Many others see the partnership as a positive step for bilateral relations and an inventive business model at a time of fiscal austerity.

"It's a win-win for us, People's Daily and our readers," News publisher Herbert Moon said, adding that his paper receives no financial support from its Chinese partner. "We pick the articles. They don't control what we chose."

One of the News's investors and advisers is Sally Aw, who once owned the Beijing-friendly Sing Tao Daily, a Chinese-language paper distributed around the world. The 90-year-old is also a former member of the Chinese People's Political Consultative Conference – an advisory body made up of people close to China's elite.

Mr. Moon would not disclose the identity of the News's owner. When pressed for greater transparency, he said its ownership does not reside in China.

Through an intermediary, Ms. Aw declined an interview request.

The agreement comes at a sensitive time for Chinese-Canadian journalists. After China's Foreign Minister Wang Yi dressed down an iPolitics reporter in June for asking about his country's human-rights record and its detention of a Canadian citizen, there was a backlash against writers at Chinese-language publications who criticized his behaviour.

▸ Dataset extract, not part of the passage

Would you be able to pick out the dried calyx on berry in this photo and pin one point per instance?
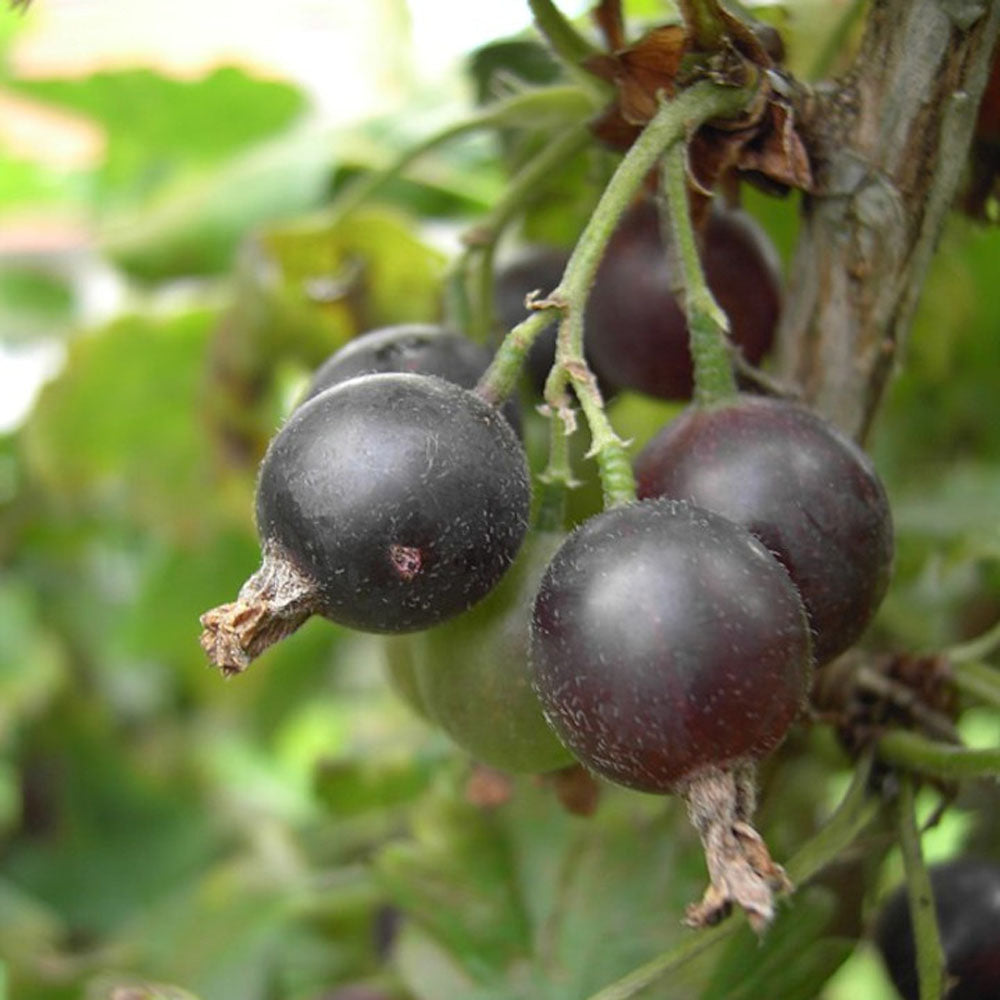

One Toronto-area journalist received death threats, and senior managers took a writer's column away from him after he mocked Mr. Wang and Ontario cabinet minister Michael Chan, who had defended China's human-rights record in a column sent to the media.

Former national defence minister Jason Kenney criticized Mr. Chan, then Ontario's minister of citizenship, immigration and international trade, saying he lacked commitment to Canadian interests and values. In late June, Mr. Chan threatened to sue Mr. Kenney within seven days if he did not apologize and retract his statements. A source close to Mr. Kenney said he has received no formal notice.

(Mr. Chan is suing The Globe and Mail for defamation.)

Mr. Chan, whose column appears weekly in the News, was one of several Liberals to praise the media agreement, which was announced on July 22 on the front page of People's Daily. It was also welcomed by Liberal MP for Scarborough-Agincourt Arnold Chan, who is the deputy government House leader, and Geng Tan, MP for Don Valley North. Teresa Wat, the B.C. government's Minister of International Trade, also joined in.

The outpouring suggests a "tolerance or even support" for the Chinese agenda, said Gao Bingchen, the Vancouver columnist whose writing was dropped by a local newspaper after he wrote critically about Mr. Wang. Such an attitude "may hurt Canadians and immigrants, new and old alike, who are very much disgusted with Communism," said Mr. Gao, who writes under the name Huang Hebian.

"Whether this is a step backward or constitutes appeasement is something worth consideration by all Canadian society," he said.

People's Daily has deals with local outfits in many countries, said Wanning Sun, an expert on Chinese influence in Australian media at the University of Technology Sydney. "The general tendency has been for the Chinese state media to make its presence felt as globally as possible," she added. In her view, this comes from China's impression that the Western press does not represent it fairly.

China has been on a media spending spree, using its state news organizations, business executives and money to ease its way onto pages and screens across the world. A special "China Watch" section of the China Daily appears in the Washington Post and Le Figaro, among other periodicals.

Prof. Sun cautioned against overreaction. Immigrants from mainland China are quite skeptical of propaganda and unlikely to be taken in, while those hungry for the Chinese party line already know where to get it.

"Hand-wringing on behalf of white mainstream media outlets is pretty knee-jerk, really," she said. "China is actually doing this in a very public way. They think there's nothing to hide."